Similarly, the Aussie dollar dropped around US4?? after the US election to end 2016 at around US72?? – a fall of 5.5 per cent – only to rally 10 per cent to close to US80?? now.
In May the CBA analysts reverted to their previous view of a weaker, rather than stronger, greenback, and have now lowered their forecasts “as the US dollar has fallen even more rapidly than we anticipated”.
The factors to weigh on the US dollar are the same, Mr Grace said. Specifically, while the US Fed is poised to lift rates again by the end of the year, the monetary tightening in other jurisdictions, such as Europe, will have a “greater appreciating impact on their exchange rates” this year and the next.
Also, “fiscal policy inaction by the Trump administration, particularly in the area of cuts to the US company tax rate, will continue to work against the US dollar”, Mr Grace said. World economy
But the Aussie’s strength will not be explained purely by the greenback’s weakness, as “a strengthening synchronised global economy is typically bullish for Aussie and the commodity currencies”, he said.

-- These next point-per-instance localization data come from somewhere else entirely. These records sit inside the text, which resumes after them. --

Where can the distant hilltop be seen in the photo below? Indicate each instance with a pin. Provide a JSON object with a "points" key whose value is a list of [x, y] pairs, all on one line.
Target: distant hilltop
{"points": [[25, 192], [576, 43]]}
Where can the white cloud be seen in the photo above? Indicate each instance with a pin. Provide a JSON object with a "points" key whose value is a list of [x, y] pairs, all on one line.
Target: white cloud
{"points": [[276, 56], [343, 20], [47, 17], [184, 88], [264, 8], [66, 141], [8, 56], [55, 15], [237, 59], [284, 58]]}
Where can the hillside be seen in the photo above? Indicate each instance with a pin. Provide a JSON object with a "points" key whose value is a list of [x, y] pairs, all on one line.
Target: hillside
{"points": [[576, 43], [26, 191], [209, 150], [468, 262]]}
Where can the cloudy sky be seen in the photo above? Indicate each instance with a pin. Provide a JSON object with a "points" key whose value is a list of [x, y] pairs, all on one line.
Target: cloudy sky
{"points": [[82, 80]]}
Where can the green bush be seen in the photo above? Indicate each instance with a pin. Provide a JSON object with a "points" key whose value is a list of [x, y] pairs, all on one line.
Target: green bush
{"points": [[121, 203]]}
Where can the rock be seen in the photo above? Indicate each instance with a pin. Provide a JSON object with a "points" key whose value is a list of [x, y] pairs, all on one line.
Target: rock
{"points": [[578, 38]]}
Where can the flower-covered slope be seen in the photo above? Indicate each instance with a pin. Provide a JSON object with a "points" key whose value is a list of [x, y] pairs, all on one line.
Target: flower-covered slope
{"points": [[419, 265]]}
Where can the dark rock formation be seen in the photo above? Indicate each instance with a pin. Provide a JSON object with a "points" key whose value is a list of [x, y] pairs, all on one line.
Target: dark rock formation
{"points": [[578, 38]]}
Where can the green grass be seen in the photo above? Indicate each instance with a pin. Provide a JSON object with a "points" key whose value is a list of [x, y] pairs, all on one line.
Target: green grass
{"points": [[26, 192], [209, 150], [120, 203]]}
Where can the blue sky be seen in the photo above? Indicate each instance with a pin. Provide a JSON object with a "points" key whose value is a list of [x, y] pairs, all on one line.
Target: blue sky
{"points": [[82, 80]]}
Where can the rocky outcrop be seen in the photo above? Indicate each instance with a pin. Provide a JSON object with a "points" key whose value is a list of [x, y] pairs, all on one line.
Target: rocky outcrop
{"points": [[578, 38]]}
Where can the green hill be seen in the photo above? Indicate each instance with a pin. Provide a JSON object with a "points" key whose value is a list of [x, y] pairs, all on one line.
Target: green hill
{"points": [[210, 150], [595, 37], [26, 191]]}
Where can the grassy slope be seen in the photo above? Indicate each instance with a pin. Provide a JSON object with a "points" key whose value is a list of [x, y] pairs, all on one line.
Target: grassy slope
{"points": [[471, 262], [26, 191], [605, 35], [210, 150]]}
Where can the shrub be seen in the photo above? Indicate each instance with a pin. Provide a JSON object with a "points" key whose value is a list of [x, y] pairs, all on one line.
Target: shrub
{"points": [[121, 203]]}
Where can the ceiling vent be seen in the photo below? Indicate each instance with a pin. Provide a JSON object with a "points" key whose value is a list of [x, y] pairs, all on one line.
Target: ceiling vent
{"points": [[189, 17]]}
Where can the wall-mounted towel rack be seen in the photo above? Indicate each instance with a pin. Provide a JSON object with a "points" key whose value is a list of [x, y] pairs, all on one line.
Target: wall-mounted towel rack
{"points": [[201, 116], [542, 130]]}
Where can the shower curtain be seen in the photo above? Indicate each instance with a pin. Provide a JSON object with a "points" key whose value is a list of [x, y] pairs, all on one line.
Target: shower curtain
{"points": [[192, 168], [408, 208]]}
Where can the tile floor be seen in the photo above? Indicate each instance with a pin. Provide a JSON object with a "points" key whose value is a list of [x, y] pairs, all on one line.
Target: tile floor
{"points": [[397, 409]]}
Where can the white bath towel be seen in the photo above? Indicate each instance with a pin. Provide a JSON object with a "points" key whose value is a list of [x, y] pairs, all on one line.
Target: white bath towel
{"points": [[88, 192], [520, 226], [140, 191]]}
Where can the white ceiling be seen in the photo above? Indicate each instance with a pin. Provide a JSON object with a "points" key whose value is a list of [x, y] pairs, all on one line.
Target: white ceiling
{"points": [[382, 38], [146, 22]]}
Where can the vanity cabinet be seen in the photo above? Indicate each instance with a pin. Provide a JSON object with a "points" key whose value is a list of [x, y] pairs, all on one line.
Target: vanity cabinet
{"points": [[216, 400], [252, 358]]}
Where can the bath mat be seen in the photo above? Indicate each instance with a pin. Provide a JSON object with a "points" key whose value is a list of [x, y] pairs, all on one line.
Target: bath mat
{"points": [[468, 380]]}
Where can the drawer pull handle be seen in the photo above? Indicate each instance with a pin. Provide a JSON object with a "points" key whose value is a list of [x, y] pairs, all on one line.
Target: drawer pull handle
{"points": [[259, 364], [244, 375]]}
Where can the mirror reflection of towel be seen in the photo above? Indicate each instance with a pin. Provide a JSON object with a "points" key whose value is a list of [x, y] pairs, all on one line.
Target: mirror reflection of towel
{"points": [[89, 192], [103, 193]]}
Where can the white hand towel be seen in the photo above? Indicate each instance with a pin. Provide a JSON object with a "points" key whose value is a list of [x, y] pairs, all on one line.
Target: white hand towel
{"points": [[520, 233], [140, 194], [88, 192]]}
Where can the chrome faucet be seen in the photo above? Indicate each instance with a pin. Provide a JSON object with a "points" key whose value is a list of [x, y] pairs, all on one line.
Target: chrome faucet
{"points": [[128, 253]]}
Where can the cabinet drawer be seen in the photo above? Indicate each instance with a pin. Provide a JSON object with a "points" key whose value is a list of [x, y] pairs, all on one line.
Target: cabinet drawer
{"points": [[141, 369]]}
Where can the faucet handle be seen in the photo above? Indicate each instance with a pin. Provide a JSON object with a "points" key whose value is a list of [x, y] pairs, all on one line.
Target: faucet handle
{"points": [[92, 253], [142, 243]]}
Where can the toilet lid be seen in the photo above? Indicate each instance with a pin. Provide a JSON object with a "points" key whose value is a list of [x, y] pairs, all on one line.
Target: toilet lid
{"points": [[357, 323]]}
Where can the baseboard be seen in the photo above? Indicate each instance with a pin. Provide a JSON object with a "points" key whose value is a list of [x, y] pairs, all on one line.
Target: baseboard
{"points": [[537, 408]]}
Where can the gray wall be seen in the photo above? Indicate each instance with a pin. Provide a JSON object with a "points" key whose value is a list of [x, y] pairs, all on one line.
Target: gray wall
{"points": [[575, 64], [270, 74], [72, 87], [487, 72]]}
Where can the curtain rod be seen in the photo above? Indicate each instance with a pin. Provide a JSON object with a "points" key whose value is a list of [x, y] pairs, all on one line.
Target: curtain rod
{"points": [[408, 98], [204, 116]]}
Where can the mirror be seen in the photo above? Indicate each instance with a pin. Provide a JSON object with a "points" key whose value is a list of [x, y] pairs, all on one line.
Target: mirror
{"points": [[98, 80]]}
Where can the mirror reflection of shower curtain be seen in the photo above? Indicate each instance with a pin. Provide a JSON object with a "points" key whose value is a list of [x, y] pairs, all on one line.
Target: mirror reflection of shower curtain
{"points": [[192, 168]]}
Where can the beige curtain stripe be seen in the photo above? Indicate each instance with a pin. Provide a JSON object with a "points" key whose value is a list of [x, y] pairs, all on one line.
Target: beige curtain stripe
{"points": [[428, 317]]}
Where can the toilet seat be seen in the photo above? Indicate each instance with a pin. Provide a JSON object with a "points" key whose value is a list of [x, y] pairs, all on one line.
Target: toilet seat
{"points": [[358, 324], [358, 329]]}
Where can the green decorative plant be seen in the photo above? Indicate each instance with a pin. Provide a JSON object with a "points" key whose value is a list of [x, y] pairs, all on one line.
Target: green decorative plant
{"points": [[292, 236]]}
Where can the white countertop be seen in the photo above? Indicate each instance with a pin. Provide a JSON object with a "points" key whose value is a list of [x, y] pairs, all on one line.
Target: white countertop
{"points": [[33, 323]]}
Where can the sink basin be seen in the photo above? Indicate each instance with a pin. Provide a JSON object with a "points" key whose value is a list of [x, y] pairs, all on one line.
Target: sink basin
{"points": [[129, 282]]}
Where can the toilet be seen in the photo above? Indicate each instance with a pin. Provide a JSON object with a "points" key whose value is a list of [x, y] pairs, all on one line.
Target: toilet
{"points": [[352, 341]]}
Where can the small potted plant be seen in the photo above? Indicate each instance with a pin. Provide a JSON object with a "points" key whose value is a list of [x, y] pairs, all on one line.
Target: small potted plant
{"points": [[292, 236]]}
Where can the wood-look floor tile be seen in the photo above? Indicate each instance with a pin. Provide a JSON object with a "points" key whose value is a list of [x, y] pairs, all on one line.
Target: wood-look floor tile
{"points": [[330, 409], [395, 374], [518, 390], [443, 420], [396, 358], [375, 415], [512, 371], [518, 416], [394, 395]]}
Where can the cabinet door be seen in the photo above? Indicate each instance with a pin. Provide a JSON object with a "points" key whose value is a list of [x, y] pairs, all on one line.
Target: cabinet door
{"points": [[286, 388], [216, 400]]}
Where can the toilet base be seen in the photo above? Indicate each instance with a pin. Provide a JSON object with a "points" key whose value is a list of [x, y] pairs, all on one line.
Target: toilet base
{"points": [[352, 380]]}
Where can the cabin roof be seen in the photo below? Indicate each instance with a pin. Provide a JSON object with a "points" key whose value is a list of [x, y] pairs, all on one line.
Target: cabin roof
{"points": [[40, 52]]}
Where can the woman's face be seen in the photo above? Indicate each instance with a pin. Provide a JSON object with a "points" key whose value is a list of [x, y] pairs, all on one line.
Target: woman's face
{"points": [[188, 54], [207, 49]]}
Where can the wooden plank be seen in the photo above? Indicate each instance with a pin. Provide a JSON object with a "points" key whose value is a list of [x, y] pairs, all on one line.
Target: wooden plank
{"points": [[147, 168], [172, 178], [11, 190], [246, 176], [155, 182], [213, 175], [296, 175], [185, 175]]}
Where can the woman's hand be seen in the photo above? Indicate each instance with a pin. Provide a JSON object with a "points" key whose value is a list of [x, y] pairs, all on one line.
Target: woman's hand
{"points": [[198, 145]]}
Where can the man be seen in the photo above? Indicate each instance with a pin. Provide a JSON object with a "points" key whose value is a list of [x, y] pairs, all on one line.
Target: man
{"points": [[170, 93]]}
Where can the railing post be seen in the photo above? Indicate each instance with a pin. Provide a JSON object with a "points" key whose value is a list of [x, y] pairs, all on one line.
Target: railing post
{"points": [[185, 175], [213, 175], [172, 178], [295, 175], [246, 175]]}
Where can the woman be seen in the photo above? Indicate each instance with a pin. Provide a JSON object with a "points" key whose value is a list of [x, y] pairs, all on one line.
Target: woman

“The unexpected large improvement in the world economy has supported Australia’s commodity export prices for longer than expected,” Mr Grace said.
“Mining commodity prices are lifting despite increases in commodity supply. This means demand for commodities is increasing at a faster rate than commodity supply. We believe this is because G3 demand (that is, the US, the Eurozone and Japan) for commodities is just as important as Chinese demand.”
The other reason is that “a narrowing Australian current account deficit, and an improving Australian economy are currently having an even more supportive, and appreciating effect, on the dollar than we originally anticipated”.
These factors are working to offset the narrowing bond-yield spread between the US and Australia, a factor which would normally work against the local currency.
This story Administrator ready to work first appeared on 苏州美甲学校.